The labour leader said the minimum wage has to increase gradually towards the level of living wages, such that every worker can work reasonable hours and still get a decent living.
“The garment workers are toiling 60 to 62 hours a week in the factories—they don't have any life. This is unhealthy and inhumane, and it is being seen by the consumers around the world.”
He, however, said the 77 percent increase in minimum wage to Tk 5,300, or $67 a month, is a step in the right direction. “But the annual revision of the minimum wage needs to continue.”
The IndustriALL general secretary went on to urge the factory owners not to be afraid of implementing the minimum wage, as wages are increasing in Bangladesh's competitor countries.
“It means Bangladesh will maintain its competitive position. Brands will not move away because of the minimum wage. On the contrary, the brands support the idea of a living wage.”
He said Indonesian workers' minimum wage stands at over $200 a month, both China's and Thailand's $200 and Cambodia's $100. “If we don't care for the workers, there will be social unrest.”
Forty percent of the garment factories are yet to implement the minimum wage, Raina said, citing a recent study by the BGMEA.
“Obviously, this is a problem—we are working on it.”

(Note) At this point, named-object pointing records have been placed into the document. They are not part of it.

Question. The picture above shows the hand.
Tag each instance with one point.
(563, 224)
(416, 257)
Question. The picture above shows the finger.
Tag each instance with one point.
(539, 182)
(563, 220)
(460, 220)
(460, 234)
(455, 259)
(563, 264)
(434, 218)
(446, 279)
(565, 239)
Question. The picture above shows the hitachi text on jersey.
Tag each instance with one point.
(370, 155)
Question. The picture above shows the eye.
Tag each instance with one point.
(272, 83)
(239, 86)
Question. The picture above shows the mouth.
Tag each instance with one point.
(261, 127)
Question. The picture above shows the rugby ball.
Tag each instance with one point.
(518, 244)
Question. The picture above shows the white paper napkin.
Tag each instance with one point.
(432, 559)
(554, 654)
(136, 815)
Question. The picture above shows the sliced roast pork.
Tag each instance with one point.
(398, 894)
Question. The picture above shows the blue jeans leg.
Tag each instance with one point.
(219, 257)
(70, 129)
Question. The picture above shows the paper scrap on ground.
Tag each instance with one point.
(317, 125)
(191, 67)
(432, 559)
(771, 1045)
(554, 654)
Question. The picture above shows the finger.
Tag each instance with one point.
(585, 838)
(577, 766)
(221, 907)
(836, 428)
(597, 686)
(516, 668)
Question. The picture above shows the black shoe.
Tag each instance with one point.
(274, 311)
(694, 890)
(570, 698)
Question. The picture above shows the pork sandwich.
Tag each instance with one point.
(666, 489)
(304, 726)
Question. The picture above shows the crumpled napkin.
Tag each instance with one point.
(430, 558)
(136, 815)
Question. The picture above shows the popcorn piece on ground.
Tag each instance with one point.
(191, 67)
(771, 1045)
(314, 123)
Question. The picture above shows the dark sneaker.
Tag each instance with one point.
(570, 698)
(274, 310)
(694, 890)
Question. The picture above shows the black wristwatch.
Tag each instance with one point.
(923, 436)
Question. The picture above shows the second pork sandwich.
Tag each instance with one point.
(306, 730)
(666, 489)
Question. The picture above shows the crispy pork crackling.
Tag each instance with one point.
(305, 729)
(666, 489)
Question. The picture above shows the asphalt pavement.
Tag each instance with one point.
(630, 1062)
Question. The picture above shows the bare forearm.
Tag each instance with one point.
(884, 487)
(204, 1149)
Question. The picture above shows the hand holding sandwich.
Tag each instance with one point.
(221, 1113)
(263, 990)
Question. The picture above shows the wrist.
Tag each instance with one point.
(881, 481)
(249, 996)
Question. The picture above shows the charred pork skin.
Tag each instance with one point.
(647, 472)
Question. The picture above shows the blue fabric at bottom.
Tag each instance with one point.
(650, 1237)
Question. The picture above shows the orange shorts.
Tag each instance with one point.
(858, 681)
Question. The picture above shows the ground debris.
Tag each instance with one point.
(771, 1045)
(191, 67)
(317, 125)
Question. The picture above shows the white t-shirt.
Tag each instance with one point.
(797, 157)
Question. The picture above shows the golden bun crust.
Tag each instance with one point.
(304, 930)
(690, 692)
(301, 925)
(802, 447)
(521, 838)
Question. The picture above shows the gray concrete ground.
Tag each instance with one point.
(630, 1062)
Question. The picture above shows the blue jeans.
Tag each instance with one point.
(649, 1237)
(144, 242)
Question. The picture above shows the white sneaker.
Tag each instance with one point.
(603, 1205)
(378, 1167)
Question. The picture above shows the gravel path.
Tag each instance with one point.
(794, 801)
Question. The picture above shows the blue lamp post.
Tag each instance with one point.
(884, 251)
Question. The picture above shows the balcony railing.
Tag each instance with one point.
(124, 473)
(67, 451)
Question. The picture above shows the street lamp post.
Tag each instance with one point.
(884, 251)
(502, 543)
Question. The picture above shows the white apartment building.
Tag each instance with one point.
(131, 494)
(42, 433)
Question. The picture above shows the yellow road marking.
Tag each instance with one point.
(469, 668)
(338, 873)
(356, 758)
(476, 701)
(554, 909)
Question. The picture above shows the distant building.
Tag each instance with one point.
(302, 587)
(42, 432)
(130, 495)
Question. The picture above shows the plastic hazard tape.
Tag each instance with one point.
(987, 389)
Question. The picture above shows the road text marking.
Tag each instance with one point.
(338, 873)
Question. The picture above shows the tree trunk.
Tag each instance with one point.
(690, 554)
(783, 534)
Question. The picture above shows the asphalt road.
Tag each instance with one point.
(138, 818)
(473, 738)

The union leader said there are changes and amendments in the positive direction under the labour law. “But they are not enough. The labour law in Bangladesh is not compliant yet with the norms
of the International Labour Organisation.”
“As long as this is the situation, the United States will not change its decision on Generalised System of Preference. The European Union is also following the development closely and may take a decision.”
Raina said he would raise all the points during his discussion with the government.
“We will ask the government to continue to work on the labour law reform, especially concerning the export processing zones.”
The IndustriALL general secretary said the global federation union would work to make the country's garment industry safe and sustainable in five years.
He said the government approval for over 100 trade unions, covering 40,000 workers, last year is a positive step.
“This year there will be unions in another 100 factories,” Raina said, adding that the IndustriALL plans to organise training programmes in association with the BGMEA to educate the newly set up trade unions and the factory management representatives on how to create a win-win solution in the workplace.
But setting up trade unions alone is not enough, as factory workers involved in forming unions in the past were unilaterally fired, he said.
Raina also disclosed how the American brands declined to join the Accord.
“The IndustriALL wanted to get the American brands and buyers to the Accord. We worked very hard on that. Wal-Mart never replied. They even participated in one negotiation and they just sat there and said nothing during the two days.”
Wal-Mart is the largest single buyer of Bangladeshi garment products.
Raina said there were some negotiations with another American brand GAP but it finally fell through. Other brands never came forward.
He went on to say that the IndustriALL would conduct a big public campaign to show how unserious the Alliance, a platform of 26 American brands, is.
Sudhershan Rao Sarde, secretary of IndustriALL Global Union for South Asia, Nazrul Islam Khan, president of IndustriALL Bangladesh Council, and Ramesh Chandra Roy, secretary general of IndustriALL Bangladesh Council, were present at the press conference.
Geneva-based IndustriALL Global Union represents 50 million workers in 140 countries.